What taint analysis finds that pattern matching cannot

Fee manipulation:

// No pattern matches this — no obvious vulnerability keyword
let fee = amount * fee_rate / 10000;
// But if fee_rate is read from a user-supplied config account (UserSuppliedUnverified)
// then fee is tainted, and if fee is subtracted from a protected amount,
// attacker controls their own fee → fee extraction attack

Overflow through taint chain:

let reward = staked_amount * reward_rate;
// If staked_amount is u64 and reward_rate comes from a writable config
// that lacks authority checks → reward_rate is tainted
// → reward calculation is tainted and could overflow to near-zero

Invariant bypass via tainted require! argument:

require!(vault.balance >= withdrawal_amount, ErrorCode::Insufficient);
// If vault.balance can be manipulated by a prior instruction (taint reaches it)
// then this require! can be made to pass with any withdrawal_amount

TaintFlow type

pub struct TaintFlow {
    pub id: String,
    pub source: TaintSource,
    pub source_location: (String, usize),  // (file, line)
    pub sink: TaintSink,
    pub sink_location: (String, usize),
    pub path: Vec<TaintHop>,              // each propagation step
    pub severity: Severity,               // Critical if reaches transfer/authority
}

pub enum TaintSource {
    InstructionParam { param_name: String, param_type: String },
    UnverifiedAccount { account_name: String, instruction: String },
    TaintedStateField { field_path: String },
}

pub enum TaintSink {
    TokenTransferAmount,
    AuthorityKeyComparison,
    PdaSeedComponent,
    RequireCondition { condition: String },
    StateMutation { field_path: String },
}

6. Stage 4 — Invariant Mining

File: backend/src/invariant.rsNEW in v4

Extracts the security invariants the program author intended to enforce, then checks whether they can be violated.

What an invariant is

Every require!() call is a security invariant:

require!(vault.balance >= amount, VaultError::InsufficientFunds);
// Invariant: vault.balance is always >= the withdrawal amount
// Intended protection: prevents over-withdrawal

require!(pool.authority == ctx.accounts.authority.key(), PoolError::Unauthorized);
// Invariant: only the stored authority can perform this action
// Intended protection: access control

What ChainProbe checks for each invariant

1. Can the condition be tainted? Using taint analysis results from Stage 3, check whether any variable in the condition is reachable by an attacker-controlled value. If vault.balance can be set by an attacker (because a prior instruction has no authority check), then the invariant is bypassable.

2. Does the invariant apply in all instructions? If require!(pool.authority == ...) exists in withdraw but not in update_config, and both operate on the same pool account, then the protection is incomplete.
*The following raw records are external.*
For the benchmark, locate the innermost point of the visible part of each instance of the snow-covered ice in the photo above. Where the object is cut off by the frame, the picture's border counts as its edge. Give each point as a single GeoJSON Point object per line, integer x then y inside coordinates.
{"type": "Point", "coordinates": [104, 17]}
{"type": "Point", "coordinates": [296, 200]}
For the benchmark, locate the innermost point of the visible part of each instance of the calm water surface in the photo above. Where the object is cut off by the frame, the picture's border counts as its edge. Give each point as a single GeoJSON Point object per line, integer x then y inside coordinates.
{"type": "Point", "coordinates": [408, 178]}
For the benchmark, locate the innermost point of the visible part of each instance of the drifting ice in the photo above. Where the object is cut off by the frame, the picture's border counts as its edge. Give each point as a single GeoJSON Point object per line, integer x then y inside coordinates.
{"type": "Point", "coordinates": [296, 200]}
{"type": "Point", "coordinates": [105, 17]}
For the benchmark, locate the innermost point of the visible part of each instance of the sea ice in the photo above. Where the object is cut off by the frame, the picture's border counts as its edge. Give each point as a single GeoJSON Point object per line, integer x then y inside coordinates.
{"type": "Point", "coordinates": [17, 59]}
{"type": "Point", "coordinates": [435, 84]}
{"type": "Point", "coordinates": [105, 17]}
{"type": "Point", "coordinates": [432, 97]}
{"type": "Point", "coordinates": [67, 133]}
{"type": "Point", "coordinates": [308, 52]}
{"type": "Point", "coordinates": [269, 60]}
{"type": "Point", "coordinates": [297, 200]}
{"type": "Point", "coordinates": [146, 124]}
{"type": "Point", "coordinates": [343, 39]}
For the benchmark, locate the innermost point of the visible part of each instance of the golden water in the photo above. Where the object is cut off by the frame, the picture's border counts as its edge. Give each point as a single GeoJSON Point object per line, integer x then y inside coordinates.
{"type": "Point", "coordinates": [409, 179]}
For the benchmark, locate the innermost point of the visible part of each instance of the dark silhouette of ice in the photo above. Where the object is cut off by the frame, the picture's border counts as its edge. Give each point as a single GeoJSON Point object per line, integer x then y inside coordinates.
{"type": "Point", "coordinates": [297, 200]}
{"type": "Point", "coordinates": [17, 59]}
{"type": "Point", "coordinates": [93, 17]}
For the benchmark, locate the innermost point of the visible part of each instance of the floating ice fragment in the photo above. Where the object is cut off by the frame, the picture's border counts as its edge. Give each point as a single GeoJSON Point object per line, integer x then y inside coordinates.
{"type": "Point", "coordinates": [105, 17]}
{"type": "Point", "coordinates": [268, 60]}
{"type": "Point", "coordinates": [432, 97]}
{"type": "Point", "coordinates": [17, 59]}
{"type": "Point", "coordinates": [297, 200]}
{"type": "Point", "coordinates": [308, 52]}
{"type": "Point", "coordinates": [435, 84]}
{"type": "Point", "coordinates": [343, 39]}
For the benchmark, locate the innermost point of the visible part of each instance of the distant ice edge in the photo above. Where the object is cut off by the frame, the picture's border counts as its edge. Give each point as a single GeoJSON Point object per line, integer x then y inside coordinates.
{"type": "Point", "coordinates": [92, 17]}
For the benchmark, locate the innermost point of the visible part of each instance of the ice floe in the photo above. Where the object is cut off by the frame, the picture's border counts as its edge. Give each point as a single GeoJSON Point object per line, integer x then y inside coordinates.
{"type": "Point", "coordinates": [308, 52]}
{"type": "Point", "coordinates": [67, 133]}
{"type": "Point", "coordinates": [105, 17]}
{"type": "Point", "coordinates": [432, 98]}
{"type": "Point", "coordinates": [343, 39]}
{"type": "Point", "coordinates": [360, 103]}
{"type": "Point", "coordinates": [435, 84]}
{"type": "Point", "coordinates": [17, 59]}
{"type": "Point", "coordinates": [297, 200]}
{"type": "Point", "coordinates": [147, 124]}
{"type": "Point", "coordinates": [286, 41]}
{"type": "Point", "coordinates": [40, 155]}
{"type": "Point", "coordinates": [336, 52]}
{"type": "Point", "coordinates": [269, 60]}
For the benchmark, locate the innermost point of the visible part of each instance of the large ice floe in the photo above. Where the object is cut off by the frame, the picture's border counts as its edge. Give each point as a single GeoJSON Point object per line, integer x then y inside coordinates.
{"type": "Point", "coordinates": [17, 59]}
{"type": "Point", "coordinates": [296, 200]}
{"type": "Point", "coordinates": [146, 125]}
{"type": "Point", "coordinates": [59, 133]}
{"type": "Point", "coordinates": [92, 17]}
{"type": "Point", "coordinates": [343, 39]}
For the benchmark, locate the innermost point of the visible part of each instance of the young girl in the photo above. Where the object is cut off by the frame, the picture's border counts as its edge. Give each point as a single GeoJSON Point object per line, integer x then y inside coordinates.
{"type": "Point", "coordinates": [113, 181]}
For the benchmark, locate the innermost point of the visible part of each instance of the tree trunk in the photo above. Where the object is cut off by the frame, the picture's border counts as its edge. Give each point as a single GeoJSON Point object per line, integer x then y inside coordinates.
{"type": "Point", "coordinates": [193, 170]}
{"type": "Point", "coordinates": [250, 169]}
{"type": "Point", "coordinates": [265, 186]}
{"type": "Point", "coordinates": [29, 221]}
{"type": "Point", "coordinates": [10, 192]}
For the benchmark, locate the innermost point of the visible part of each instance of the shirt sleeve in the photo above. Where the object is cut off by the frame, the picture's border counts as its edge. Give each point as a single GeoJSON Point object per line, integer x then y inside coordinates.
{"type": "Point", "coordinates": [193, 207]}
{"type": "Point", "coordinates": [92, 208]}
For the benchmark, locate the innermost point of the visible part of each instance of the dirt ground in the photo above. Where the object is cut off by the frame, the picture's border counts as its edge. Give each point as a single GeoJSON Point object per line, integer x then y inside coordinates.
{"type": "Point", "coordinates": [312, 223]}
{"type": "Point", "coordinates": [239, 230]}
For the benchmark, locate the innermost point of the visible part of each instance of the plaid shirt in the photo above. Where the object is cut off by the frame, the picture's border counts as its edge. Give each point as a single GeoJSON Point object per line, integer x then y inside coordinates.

3. Are there ordering attacks? If invariant A depends on state set by instruction X, and there's no guarantee instruction X has run before A is checked, then A can be bypassed by calling the protected instruction before X.

InvariantStatus

pub struct ProgramInvariant {
    pub id: String,
    pub condition: String,          // The actual require!() expression
    pub file: String,
    pub line: usize,
    pub instruction: String,
    pub protects: String,           // What ChainProbe infers this protects
    pub status: InvariantStatus,
    pub bypass_path: Option<String>,// How it can be bypassed, if applicable
}

pub enum InvariantStatus {
    Holds,          // No bypass path found
    Bypassable,     // Taint analysis found a way to violate it
    Incomplete,     // Not enforced in all relevant instructions
    OrderingRisk,   // Can be bypassed by instruction ordering
}

7. Stage 5 — Call Graph & CPI Analysis

File: backend/src/call_graph.rsNEW in v4

Builds the actual call graph: which instructions invoke which other programs, what accounts flow through CPIs, and what the minimum attacker footprint is to reach each security-sensitive operation.

What the call graph contains

Nodes: instructions + CPI targets (external programs)

Edges: directed, labeled with:

  • Which accounts are passed
  • What trust level those accounts have at the call site
  • Whether the CPI uses new_with_signer (PDA authority) or user-provided authority

Example graph for an escrow program:

make ──[vault:ProgramControlled, maker:SignerRequired]──► token::transfer
take ──[taker_ata_b:UserSupplied]──────────────────────► token::transfer (deposit)
take ──[vault:ProgramControlled]───────────────────────► token::transfer (withdraw)
take ──[vault:ProgramControlled]───────────────────────► token::close_account
refund ──[vault:ProgramControlled]─────────────────────► token::transfer

Attack surface scoring per entry point

For each instruction, ChainProbe computes:

attack_surface_score = Σ (account.trust_risk_score) for all accounts

An instruction with all ProgramControlled accounts scores 0 — fully closed. An instruction with multiple UserSuppliedUnverified accounts scores high — many attack vectors.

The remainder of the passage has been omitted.